K L Young et al. Pediatr Obes. 2016 Apr.

Abstract

Background: Adolescent obesity is predictive of future weight gain, obesity and adult onset severe obesity (body mass index [BMI] ≥40 kg m(-2) ). Despite successful efforts to identify Single Nucleotide Polymorphisms (SNPs) influencing BMI, <5% of the 40-80% heritability of the phenotype has been explained. Identification of gene-gene (G-G) interactions between known variants can help explain this hidden heritability as well as identify potential biological mechanisms affecting weight gain during this critical developmental period.

Objective: We have recently shown distinct genetic effects on BMI across the life course, and thus it is important to examine the evidence for epistasis in adolescence.

Methods: In adolescent participants of European descent from wave II of the National Longitudinal Study of Adolescent Health (Add Health, n = 5072, ages 12-21, 52.5% female), we tested 34 established BMI-related SNPs for G-G interaction effects on BMI z-score. We used mixed-effects regression, assuming multiplicative interaction models adjusting for age, sex and geographic region, with random effects for family and school.

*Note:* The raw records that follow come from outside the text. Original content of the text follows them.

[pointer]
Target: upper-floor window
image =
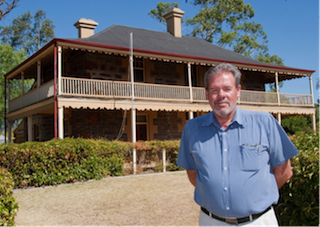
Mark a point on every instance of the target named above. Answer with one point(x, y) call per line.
point(138, 69)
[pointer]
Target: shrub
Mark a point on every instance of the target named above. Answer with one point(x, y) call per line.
point(62, 161)
point(8, 206)
point(299, 204)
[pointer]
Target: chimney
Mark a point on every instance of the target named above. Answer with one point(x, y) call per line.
point(173, 18)
point(85, 27)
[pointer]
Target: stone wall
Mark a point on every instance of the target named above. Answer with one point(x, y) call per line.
point(168, 126)
point(88, 123)
point(95, 66)
point(165, 73)
point(46, 127)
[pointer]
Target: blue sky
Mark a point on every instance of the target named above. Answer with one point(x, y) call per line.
point(292, 26)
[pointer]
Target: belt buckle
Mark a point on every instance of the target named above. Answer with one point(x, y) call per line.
point(231, 221)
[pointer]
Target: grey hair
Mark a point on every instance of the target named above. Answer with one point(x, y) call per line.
point(219, 69)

Results: For 28 G-G interactions that were nominally significant (P < 0.05), we attempted to replicate our results in an adolescent sample from the Childhood European American Cohort from Philadelphia. In the replication study, one interaction (PRKD1-FTO) was significant after correction for multiple testing.

Conclusions: Our results are suggestive of epistatic effects on BMI during adolescence and point to potentially interactive effects between genes in biological pathways important in obesity.

Keywords: Adolescence; epistasis; genetics; obesity.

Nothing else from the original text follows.